In einem Vierteljahresbericht 2017 bezeichnet der WDR Mena-Watch als „islamkritische Internetseite“.[39] Laut Barbara Toth vom Falter hat sich Mena-Watch dem Beobachten der deutschen „Israelkritik“ verschrieben[40] und kritisiert meistens Artikel, die Israels Politik hinterfragen.[41] Der ehemalige Chefredakteur von Die Presse, Rainer Nowak, bezeichnet Mena-Watch als „israelfreundlichen Blog“.[42] Im Kurier wird die Bezeichnung „jüdischer Blog“ verwendet.[43]

Die Wiener Wochenzeitung Falter urteilte: „Bei Mena-Watch handelt es sich weniger um ein wissenschaftliches Forum als um eine aktivistische Plattform, die die Interessen des israelischen Staates verteidigt.“[44]

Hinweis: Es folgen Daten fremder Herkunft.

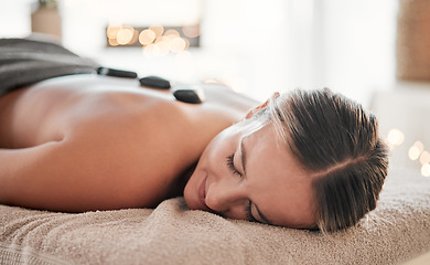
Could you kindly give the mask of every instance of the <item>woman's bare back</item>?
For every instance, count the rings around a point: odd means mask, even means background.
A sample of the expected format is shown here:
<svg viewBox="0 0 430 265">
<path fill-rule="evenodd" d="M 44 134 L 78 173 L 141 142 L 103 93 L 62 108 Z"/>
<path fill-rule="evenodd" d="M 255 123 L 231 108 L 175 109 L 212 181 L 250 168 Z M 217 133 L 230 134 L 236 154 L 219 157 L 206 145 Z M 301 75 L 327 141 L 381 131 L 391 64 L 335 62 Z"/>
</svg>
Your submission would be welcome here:
<svg viewBox="0 0 430 265">
<path fill-rule="evenodd" d="M 54 211 L 154 206 L 252 99 L 206 87 L 202 105 L 137 81 L 77 75 L 0 98 L 0 203 Z"/>
</svg>

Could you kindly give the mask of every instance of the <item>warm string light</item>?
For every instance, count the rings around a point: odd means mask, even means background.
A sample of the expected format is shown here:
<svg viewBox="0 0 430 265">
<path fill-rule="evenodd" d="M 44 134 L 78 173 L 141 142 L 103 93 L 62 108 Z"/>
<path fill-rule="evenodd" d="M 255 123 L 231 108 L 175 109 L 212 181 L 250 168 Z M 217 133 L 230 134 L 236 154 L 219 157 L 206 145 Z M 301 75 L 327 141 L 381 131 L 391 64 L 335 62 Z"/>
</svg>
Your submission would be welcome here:
<svg viewBox="0 0 430 265">
<path fill-rule="evenodd" d="M 132 26 L 109 25 L 106 35 L 111 46 L 131 45 L 139 42 L 144 56 L 158 57 L 171 52 L 183 55 L 183 52 L 190 47 L 190 41 L 186 38 L 200 35 L 198 25 L 182 26 L 181 31 L 185 38 L 181 36 L 178 30 L 165 30 L 162 25 L 151 25 L 140 32 Z"/>
<path fill-rule="evenodd" d="M 405 141 L 405 135 L 399 129 L 390 129 L 386 141 L 388 148 L 393 150 Z M 413 142 L 408 150 L 408 157 L 412 161 L 419 160 L 421 165 L 421 174 L 423 177 L 430 177 L 430 152 L 424 149 L 424 145 L 421 141 Z"/>
</svg>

Laut Eric Frey unterstellt Mena-Watch einem Großteil der westlichen Medien und Journalisten eine antiisraelische oder sogar antisemitische Haltung.[45]

Hanno Loewy, Direktor des Jüdischen Museums Hohenems, bezeichnet Mena-Watch als „toxische Plattform“, die „islamfeindliche Propaganda at its best“ verbreite. Zusätzlich bezeichnete Loewy Mena-Watch als „ein Ort antideutscher Propaganda“, die in „Wirklichkeit deutsch-nationalistische Propaganda geworden“ sei.[46]

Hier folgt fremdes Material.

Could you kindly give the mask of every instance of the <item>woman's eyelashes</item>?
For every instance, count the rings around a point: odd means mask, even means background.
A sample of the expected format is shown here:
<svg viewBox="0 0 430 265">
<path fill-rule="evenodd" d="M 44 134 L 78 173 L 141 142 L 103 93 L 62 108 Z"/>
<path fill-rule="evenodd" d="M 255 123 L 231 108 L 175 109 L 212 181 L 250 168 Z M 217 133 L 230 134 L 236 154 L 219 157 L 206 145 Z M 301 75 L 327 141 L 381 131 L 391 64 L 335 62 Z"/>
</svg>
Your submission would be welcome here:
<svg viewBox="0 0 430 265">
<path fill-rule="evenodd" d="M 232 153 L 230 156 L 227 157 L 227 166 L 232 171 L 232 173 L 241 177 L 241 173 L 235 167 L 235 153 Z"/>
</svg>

Dieser Kritik schloss sich die Schriftstellerin Eva Menasse an. Laut Menasse hat sie Mena-Watch für „ein urdeutsches, also antideutsches Nest der Wahnsinnigen gehalten“. Sie habe erst vor Kurzem erfahren, dass Mena-Watch aus Wien kommt und sie den Finanzier Erwin Javor persönlich kenne.[47] Außerdem kritisiert sie einen „maßlosen Anti-Antisemitismus, einen Jagdtrieb des ‚unsäglichen Mena-Watch‘, der sich auch gegen jüdische Intellektuelle“ richte.[44] Gegen diese Kritik wehrte sich der Gründer Erwin Javor.[48][44]

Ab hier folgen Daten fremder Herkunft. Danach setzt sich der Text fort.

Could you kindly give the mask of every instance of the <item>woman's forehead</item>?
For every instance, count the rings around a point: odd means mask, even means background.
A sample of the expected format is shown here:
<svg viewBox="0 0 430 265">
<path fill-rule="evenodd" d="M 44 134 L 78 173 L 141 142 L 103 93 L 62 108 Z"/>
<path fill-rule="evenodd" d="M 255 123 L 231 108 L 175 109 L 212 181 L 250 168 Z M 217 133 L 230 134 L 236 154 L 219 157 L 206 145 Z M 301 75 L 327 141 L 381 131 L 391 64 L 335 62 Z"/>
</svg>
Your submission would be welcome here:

Der Journalist Matthias Dusini vom Falter schreibt: „In der Mena-Watch-Logik gelten auch jene, die von einer Apartheidpolitik, also der diskriminierenden Behandlung der Palästinenser sprechen, als Antisemiten.“[44]

Fritz Edlinger, Generalsekretär der Gesellschaft für Österreichisch-Arabische Beziehungen, bezeichnete Mena-Watch in einem Leserbrief als „israellobbyistische Plattform“.[49] Ebenso bezeichnet er die beiden Mena-Watch Autoren Florian Markl und Alex Feuerherdt als „sattsam bekannte israelische Lobbyisten“.[50] In einer Replik bezeichnete Markl es als „seltsam“, wenn sich „ein Lobbyist für Palästinenser am Lobbyismus anderer stößt.“[51]

Im Februar 2024 kritisierte die Journalistin Sonja Zekri vor dem Hintergrund des Israel-Gaza-Krieges, dass Mena-Watch sich „Nahostthink-Tank“ nenne, diese neutrale Bezeichnung aber kaum zu seinen „propagandistischen Artikeln“ passe; ferner wies sie auf die Mitgliedschaft des regelmäßigen Mena-Watch-Autors Amit Barak in der israelischen zionistisch-rechtsextremen Bewegung Im Tirtzu hin.[14]